Palavras-chave: Discurso, Inclusão, Inconsciente.


ABSTRACT

This research discusses sense effects produced in a classroom of blind and visually deficient children, and the inclusive education forming the subjectivity of these students. Based on Freud (1976), Lacan (1964) and Nasio (1995), among other authors, evidences are given to explain how are built mental representations deriving from unconscious formations of blind as well as of not blind children.
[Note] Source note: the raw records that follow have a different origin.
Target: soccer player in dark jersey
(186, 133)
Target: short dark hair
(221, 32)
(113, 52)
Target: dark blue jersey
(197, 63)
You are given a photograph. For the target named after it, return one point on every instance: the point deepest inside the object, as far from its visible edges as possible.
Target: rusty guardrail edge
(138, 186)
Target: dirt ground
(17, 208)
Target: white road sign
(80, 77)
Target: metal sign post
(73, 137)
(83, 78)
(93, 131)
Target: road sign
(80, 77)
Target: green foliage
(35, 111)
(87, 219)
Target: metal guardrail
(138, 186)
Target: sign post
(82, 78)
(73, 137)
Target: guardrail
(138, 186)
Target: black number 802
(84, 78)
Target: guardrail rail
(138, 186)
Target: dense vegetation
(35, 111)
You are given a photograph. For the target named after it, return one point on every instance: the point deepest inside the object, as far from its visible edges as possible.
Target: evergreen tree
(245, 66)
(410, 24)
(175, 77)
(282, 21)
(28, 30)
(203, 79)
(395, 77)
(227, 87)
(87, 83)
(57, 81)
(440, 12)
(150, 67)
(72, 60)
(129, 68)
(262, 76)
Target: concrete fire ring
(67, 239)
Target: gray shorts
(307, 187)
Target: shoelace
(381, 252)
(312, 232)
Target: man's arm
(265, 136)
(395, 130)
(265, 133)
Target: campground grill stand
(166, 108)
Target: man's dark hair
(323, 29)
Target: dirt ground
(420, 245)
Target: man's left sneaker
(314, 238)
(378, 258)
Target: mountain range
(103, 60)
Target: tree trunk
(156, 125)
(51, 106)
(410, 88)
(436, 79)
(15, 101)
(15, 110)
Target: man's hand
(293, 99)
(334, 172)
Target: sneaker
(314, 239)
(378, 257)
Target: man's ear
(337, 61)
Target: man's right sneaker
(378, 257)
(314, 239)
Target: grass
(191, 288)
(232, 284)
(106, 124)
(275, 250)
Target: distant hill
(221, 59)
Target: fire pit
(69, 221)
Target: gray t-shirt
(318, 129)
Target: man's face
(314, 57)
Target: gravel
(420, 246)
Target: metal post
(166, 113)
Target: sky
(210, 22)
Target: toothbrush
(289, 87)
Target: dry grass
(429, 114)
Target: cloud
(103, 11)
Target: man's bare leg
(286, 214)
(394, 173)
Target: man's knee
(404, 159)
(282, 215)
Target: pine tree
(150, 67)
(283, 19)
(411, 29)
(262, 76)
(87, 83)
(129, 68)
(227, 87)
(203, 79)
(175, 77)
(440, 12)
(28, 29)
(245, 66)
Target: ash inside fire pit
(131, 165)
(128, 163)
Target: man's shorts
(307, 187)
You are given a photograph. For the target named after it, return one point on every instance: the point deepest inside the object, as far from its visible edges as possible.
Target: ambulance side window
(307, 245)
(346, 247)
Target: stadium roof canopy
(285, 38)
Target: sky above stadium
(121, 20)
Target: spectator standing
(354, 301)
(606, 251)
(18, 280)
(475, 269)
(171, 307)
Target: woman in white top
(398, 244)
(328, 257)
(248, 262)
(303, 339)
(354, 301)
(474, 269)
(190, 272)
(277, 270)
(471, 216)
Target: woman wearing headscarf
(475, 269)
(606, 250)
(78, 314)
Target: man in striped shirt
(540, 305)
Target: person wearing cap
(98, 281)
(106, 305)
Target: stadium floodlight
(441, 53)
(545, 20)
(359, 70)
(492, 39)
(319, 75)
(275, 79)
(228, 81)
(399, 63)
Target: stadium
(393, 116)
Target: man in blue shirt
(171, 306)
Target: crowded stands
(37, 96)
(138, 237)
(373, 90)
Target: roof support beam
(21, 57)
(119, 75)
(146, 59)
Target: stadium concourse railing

Points to language and discourse questions based on the discourse analysis (DA), developed by Pêcheux (1997) and Authier-Revuz (1998), working the concepts of discoursive heterogeneity that composes the complex field of the identity, singularity and subjectivity. The analysis takes discoursive sequences produced by students visually deficient. The conclusions show some blind points of the inclusive process of these children, making us question the pedagogical discourse and its contribution to the inclusion in the constitution of the subjectivity of these children.

Keywords: Discourse, Inclusion, Unconscious.


 

 

Introdução

O presente trabalho tem por objetivo evidenciar como ocorre a inclusão de crianças cegas e deficientes visuais na escola regular, tendo em vista o atravessamento do discurso pedagógico de professores videntes, que por sua condição de professores, são um elemento referencial para a constituição da subjetividade dessas crianças.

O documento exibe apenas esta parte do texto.